Journal of Korean Medical Science 2014; 29(8): 1102-1107.

Published online: 30 July 2014

DOI: https://doi.org/10.3346/jkms.2014.29.8.1102

Acute Kidney Injury after Using Contrast during Cardiac Catheterization in Children with Heart Disease

Young Ju Hwang¹, Myung Chul Hyun¹, Bong Seok Choi¹, So Young Chun², Min Hyun Cho¹

¹Department of Pediatrics, Kyungpook National University School of Medicine, Daegu, Korea.

²Joint Institute for Regenerative Medicine, Kyungpook National University Hospital, Daegu, Korea.

Address for Correspondence: Min Hyun Cho, MD. Department of Pediatrics, Kyungpook National University Medical Center, 807 Hoguk-ro, Buk-gu, Daegu 702-210, Korea. Tel: +82.53-200-2741, Fax: +82.53-200-2029, chomh@knu.ac.kr

Received 11 February 2014 Accepted 20 May 2014

(open-access):

This is an Open Access article distributed under the terms of the Creative Commons Attribution Non-Commercial License (http://creativecommons.org/licenses/by-nc/3.0/) which permits unrestricted non-commercial use, distribution, and reproduction in any medium, provided the original work is properly cited.

Abstract

Acute kidney injury (AKI) is closely associated with the mortality of hospitalized patients and long-term development of chronic kidney disease, especially in children. The purpose of our study was to assess the evidence of contrast-induced AKI after cardiac catheterization in children with heart disease and evaluate the clinical usefulness of candidate biomarkers in AKI. A total of 26 children undergoing cardiac catheterization due to various heart diseases were selected and urine and blood samples were taken at 0 hr, 6 hr, 24 hr, and 48 hr after cardiac catheterization. Until 48 hr after cardiac catheterization, there was no significant increase in serum creatinine level in all patients. Unlike urine kidney injury molecule-1, IL-18 and neutrophil gelatinase-associated lipocalin, urine liver-type fatty acid-binding protein (L-FABP) level showed biphasic pattern and the significant difference in the levels of urine L-FABP between 24 and 48 hr. We suggest that urine L-FABP can be one of the useful biomarkers to detect subclinical AKI developed by the contrast before cardiac surgery.

Graphical Abstract

Keywords: Acute Kidney Injury, Kidney Injury Molecule-1, Liver-type Fatty Acid-Binding Protein, Contrast

INTRODUCTION

Acute kidney injury (AKI) is closely associated with mortality of hospitalized patients and long-term development of chronic kidney disease (1). In pediatric patients, AKI is also regarded as an important factor to decide long-term outcome. There are two clinical guidelines for the definition of AKI in children; pRIFLE (the pediatric Risk, Injury, Failure, Loss, End-Stage Kidney Disease) criteria and AKIN (the Acute Kidney Injury Network) staging (2, 3). Although serum creatinine was used as a biomarker to evaluate renal function in these guidelines, it has been reported that serum creatinine is not adequate for the prediction of precise outcome and the evidence of prophylactic treatment because the level of serum creatinine usually increases only after marked decrease of glomerular filtration rate (GFR) (1). Moreover, the level of serum creatinine can vary due to various extra-renal factors such as the amount of muscle, diet and drugs.

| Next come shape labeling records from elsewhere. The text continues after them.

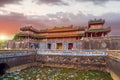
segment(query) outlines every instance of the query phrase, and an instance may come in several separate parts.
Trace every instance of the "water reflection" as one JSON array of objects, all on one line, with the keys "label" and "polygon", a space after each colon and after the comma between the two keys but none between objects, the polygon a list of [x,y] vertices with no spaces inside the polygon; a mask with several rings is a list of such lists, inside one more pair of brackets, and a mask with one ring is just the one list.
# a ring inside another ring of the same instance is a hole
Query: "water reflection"
[{"label": "water reflection", "polygon": [[112,80],[108,73],[33,67],[2,76],[2,80]]}]

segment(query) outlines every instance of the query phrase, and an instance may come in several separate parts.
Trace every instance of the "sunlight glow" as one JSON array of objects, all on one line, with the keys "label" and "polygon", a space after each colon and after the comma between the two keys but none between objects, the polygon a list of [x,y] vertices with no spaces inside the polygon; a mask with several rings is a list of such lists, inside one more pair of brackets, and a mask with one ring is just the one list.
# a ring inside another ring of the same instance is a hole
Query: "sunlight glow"
[{"label": "sunlight glow", "polygon": [[6,35],[0,35],[0,40],[4,41],[4,40],[8,40],[9,37],[7,37]]}]

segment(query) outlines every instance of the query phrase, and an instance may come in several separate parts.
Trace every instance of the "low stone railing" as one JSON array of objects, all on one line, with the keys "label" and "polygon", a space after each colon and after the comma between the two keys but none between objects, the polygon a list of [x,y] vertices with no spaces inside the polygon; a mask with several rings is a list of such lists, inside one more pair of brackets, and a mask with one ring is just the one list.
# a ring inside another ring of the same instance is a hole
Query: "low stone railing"
[{"label": "low stone railing", "polygon": [[109,50],[108,56],[120,59],[120,50]]}]

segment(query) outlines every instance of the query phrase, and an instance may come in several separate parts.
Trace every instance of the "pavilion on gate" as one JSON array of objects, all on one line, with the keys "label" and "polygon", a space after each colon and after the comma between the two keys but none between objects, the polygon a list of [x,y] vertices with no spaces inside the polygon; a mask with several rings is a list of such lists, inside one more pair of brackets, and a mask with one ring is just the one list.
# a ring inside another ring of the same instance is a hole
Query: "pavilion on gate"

Recently, many novel biomarkers in AKI, rather than serum creatinine as a classical marker of GFR, have been developed to directly detect tubular injury, as well as facilitate early intervention. Candidate biomarkers in AKI include neutrophil gelatinase-associated lipocalin (NGAL), kidney injury molecule-1 (KIM-1), interleukin-18 (IL-18) and liver-type fatty acid-binding protein (L-FABP) (1).

In actual clinical circumstances, cardiopulmonary bypass for open heart surgery is well known as an AKI-inducible condition, in particular subclinical AKI that cannot be detected by serum creatinine. In addition, contrast-induced AKI, previously known as contrast-induced nephropathy (CIN) is also another important AKI-inducible condition (4, 5, 6).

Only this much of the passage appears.